C. Der Ausspruch zur vorläufigen Vollstreckbarkeit des Berufungsurteils und der angefochtenen Entscheidung, soweit sie aufrechterhalten wird, gründet sich auf § 708 Nr. 10 ZPO. Weil die Voraussetzungen, unter denen ein Rechtsmittel gegen die Entscheidung des Senats stattfindet, unzweifelhaft nicht gegeben sind (§ 543 und § 544 ZPO i.d.F. v. 12.12.2019), ist gemäß § 713 ZPO von Schutzanordnungen zugunsten der jeweils unterliegenden Partei abzusehen.

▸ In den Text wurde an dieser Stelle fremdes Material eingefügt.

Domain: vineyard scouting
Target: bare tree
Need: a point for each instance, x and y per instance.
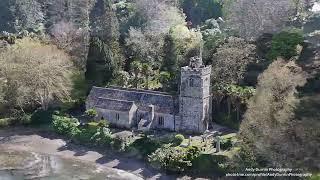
(231, 60)
(252, 18)
(71, 39)
(38, 73)
(271, 125)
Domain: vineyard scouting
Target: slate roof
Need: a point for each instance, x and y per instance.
(163, 103)
(113, 104)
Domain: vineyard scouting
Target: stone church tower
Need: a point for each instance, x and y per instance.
(194, 99)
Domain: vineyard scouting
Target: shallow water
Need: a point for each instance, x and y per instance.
(24, 165)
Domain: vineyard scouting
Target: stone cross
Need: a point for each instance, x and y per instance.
(218, 144)
(189, 142)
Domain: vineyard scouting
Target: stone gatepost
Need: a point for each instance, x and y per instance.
(218, 144)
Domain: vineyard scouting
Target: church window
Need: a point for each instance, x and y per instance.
(191, 82)
(117, 116)
(161, 121)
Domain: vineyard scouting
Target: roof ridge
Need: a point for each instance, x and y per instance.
(136, 91)
(119, 100)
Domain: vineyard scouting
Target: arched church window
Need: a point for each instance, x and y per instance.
(191, 82)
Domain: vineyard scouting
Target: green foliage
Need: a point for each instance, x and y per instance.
(146, 145)
(119, 144)
(285, 44)
(42, 117)
(210, 164)
(228, 120)
(244, 158)
(178, 139)
(101, 65)
(226, 144)
(91, 113)
(103, 123)
(174, 159)
(6, 122)
(65, 126)
(102, 137)
(198, 11)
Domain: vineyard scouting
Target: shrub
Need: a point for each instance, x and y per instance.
(102, 137)
(174, 159)
(208, 164)
(42, 117)
(178, 139)
(146, 145)
(285, 44)
(119, 144)
(65, 126)
(5, 122)
(91, 113)
(103, 123)
(226, 144)
(25, 119)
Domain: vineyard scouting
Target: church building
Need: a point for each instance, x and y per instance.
(145, 110)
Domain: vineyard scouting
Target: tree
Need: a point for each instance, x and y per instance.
(136, 68)
(285, 44)
(252, 18)
(101, 66)
(66, 36)
(146, 71)
(36, 73)
(29, 16)
(231, 60)
(146, 40)
(271, 127)
(198, 11)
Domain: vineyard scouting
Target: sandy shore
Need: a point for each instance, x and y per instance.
(41, 141)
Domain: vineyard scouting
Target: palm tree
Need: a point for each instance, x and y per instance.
(136, 68)
(147, 72)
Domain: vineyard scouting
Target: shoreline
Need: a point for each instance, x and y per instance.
(46, 142)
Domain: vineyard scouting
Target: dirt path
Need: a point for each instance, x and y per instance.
(41, 141)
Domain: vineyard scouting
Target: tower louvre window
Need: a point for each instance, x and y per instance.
(191, 82)
(161, 121)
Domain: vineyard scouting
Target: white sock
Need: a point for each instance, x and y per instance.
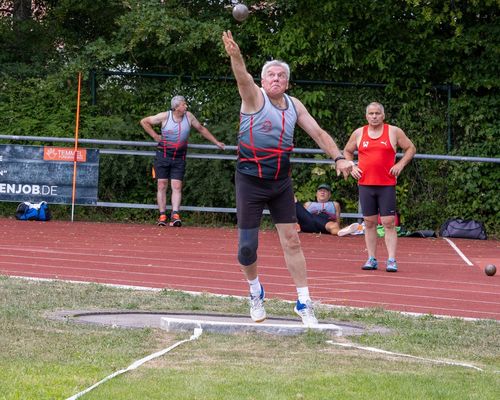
(254, 287)
(303, 294)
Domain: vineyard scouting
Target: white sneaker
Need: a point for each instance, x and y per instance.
(257, 310)
(306, 312)
(349, 229)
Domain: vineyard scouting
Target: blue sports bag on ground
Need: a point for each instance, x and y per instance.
(27, 211)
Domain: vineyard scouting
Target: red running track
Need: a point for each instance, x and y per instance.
(432, 278)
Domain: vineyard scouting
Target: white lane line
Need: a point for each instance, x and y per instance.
(197, 333)
(454, 246)
(375, 350)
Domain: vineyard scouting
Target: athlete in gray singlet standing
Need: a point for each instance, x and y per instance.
(265, 142)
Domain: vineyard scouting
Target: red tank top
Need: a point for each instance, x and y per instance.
(376, 157)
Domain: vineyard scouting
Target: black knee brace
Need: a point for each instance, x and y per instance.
(247, 245)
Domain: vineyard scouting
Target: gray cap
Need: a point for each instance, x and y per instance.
(325, 186)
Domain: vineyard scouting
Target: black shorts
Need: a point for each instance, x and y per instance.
(168, 168)
(253, 194)
(311, 223)
(377, 200)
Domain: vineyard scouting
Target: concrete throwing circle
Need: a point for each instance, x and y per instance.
(209, 322)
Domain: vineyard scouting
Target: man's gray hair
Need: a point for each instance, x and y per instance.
(376, 104)
(275, 63)
(176, 101)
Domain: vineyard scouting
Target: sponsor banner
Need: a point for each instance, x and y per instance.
(64, 154)
(35, 173)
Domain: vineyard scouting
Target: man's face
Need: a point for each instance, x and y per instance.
(323, 195)
(374, 115)
(182, 107)
(275, 81)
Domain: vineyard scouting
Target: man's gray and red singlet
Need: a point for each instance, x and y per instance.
(175, 137)
(265, 140)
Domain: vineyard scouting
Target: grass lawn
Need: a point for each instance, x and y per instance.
(48, 359)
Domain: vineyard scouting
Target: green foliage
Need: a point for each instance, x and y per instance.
(414, 48)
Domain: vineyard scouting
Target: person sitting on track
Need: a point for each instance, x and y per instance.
(322, 215)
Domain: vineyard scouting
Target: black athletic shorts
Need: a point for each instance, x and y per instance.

D. Die Revision wird durch den Senat – in Ermangelung der gesetzlichen Voraussetzungen gemäß § 543 Abs. 2 Satz 1 ZPO i.V.m. § 133 GVG – nicht zugelassen. Denn die vorliegende Rechtssache hat weder grundsätzliche – über den Streitfall hinausgehende – Bedeutung (für eine unbestimmte Vielzahl zu erwartender Streitigkeiten, in denen sich die nämlichen Fragen als klärungsbedürftig erweisen) noch erfordert die Fortbildung des Rechts oder die Sicherung einer einheitlichen Judikatur eine Entscheidung des Bundesgerichtshofs als Revisionsgericht. Das Urteil des erkennenden Senates beruht im Wesentlichen auf der Rechtsanwendung im konkreten Einzelfall und auf der Würdigung von dessen tatsächlichen Umständen. Divergenzen zur Rechtsprechung des Bundesgerichtshofes oder zu Entscheidungen anderer Oberlandesgerichte, die höchstrichterlich noch ungeklärte Fragen mit Relevanz für den Ausgang des hiesigen Streitfalles betreffen, sind nicht ersichtlich.

E. Den Gebührenstreitwert für die zweite Instanz hat der Senat schon durch Beschluss vom 11. 07.2018 auf € 6.754,56 (GA II 413, 415) festgesetzt, wobei es verbleibt. Grundlage der Wertbestimmung ist § 3 ZPO i.V.m. § 48 Abs. 1 Satz 1 und § 47 Abs. 1 Satz 1 GKG. Als maßgeblich erweist sich – gemäß dem sog. Angreiferinteresseprinzip (vgl. dazu MüKoZPO/Wöstmann, 5. Aufl., § 3 Rdn. 4, 5 und 10; ferner OLG Brandenburg a.d.H., Beschl. v. 15.10.2019 - 11 W 24/19, Rdn. 3, juris = BeckRS 2019, 28478; OLG Dresden, Beschl. v. 18.12.2019 - 4 W 896/19, Rdn. 3, juris = BeckRS 2019, 34226; jeweils m.w.N.) – das mit dem klägerischen Berufungsantrag vom 05.10.2017 (GA II 312) zum Ausdruck gebrachte und mit dem Nennbetrag der in der Hauptsache begehrten Zahlungsverurteilung zu bemessende wirtschaftliche Interesse des Anspruchstellers an der weiteren Rechtsverfolgung in zweiter Instanz (vgl. BeckOK-KostR/Schindler, 27. Ed., GKG § 47 Rdn. 1; BDZ/Dörndorfer, GKG/FamGKG/JVEG, 4. Aufl., GKG § 47 Rdn. 2 f.; NK-GK/Schneider, 2. Aufl., GKG § 47 Rdn. 1 ff.). Bei den geltend gemachten Zinsen handelt es sich um eine Nebenforderung, die hier nach § 43 Abs. 1 GKG streitwertneutral bleibt.